The Taliban is a militant group that governs Afghanistan. The group has a reputation for its strict interpretation of Islam and its treatment of women, which has been widely criticized as oppressive and discriminatory.

The Taliban’s rule in Afghanistan, women are denied many basic rights and freedoms. They are not allowed to work outside the home, attend school, or even leave their homes without the permission of a male relative. Women are also required to wear the burqa, a garment that covers the entire body, when in public.

In addition to these restrictions, women are also subjected to harsh punishments for perceived violations of the Taliban’s strict codes of conduct. This could include flogging or execution for crimes such as adultery or the charge of being a spy.

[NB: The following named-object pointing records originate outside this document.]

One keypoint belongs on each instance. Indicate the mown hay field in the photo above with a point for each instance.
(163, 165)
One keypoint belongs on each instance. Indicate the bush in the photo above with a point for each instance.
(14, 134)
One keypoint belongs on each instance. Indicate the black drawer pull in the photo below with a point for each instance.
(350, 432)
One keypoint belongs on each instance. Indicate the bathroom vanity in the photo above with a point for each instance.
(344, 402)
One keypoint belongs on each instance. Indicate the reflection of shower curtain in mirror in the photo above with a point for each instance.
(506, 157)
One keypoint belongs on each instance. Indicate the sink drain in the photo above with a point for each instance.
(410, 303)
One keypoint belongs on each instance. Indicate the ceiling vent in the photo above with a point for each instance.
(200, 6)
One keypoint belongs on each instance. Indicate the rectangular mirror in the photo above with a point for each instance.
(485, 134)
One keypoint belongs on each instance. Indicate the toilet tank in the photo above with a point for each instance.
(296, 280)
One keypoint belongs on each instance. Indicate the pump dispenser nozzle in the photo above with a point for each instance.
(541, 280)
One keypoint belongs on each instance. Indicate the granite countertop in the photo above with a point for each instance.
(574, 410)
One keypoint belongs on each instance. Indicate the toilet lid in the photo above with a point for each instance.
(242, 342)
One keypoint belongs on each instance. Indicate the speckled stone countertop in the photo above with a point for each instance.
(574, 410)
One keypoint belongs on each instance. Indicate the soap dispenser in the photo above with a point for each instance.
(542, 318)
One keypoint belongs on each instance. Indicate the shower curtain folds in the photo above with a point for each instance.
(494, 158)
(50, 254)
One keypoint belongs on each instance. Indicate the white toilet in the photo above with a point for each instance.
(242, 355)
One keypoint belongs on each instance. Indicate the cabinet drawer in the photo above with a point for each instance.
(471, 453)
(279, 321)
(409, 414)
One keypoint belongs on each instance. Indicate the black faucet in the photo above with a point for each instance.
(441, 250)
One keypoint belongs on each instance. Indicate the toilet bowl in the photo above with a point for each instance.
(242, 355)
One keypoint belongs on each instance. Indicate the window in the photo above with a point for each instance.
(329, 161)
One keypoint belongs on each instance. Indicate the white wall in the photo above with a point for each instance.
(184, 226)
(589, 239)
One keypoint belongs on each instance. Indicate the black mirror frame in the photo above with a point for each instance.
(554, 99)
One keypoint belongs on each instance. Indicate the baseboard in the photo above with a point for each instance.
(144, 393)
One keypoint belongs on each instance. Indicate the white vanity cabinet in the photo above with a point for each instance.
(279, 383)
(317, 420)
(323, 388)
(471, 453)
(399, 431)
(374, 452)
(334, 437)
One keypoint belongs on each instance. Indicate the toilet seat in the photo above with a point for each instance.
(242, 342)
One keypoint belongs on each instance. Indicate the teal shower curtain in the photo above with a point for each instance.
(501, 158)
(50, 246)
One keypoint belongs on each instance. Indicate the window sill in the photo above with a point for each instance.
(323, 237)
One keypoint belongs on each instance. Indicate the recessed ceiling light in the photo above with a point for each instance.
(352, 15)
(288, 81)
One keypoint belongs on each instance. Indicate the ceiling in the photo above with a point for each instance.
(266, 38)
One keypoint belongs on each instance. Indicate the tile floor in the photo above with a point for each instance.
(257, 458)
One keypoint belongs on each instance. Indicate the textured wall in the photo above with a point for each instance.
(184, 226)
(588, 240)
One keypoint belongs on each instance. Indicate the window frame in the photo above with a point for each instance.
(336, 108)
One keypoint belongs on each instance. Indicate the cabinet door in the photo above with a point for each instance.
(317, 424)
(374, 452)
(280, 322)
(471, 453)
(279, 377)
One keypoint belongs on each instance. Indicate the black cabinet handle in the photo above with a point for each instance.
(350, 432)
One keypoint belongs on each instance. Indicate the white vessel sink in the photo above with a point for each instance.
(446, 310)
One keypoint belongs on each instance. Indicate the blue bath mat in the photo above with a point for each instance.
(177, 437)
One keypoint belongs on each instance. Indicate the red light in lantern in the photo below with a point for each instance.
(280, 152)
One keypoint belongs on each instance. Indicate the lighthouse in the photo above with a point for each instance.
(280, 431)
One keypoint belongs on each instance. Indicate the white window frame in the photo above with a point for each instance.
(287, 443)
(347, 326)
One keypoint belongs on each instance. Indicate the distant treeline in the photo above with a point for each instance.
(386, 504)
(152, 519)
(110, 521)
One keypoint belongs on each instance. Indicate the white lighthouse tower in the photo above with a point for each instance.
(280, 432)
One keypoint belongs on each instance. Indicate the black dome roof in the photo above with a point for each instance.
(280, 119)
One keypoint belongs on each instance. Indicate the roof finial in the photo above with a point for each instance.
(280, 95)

Women are required to cover themselves completely when in public, including wearing a burqa, a garment that covers the entire body and face, with only a mesh window to see through. Women are also banned from working outside the home, attending school, or participating in sports. They are also prohibited from leaving their homes without a male relative and are not allowed to receive medical treatment from male doctors.

Violations of these rules are often punished with fines, imprisonment, or corporal punishment. The Taliban enforces a strict segregation of the sexes and does not allow women to interact with men who are not their relatives.

The treatment of women by the Taliban has been widely condemned by the international community and human rights organizations.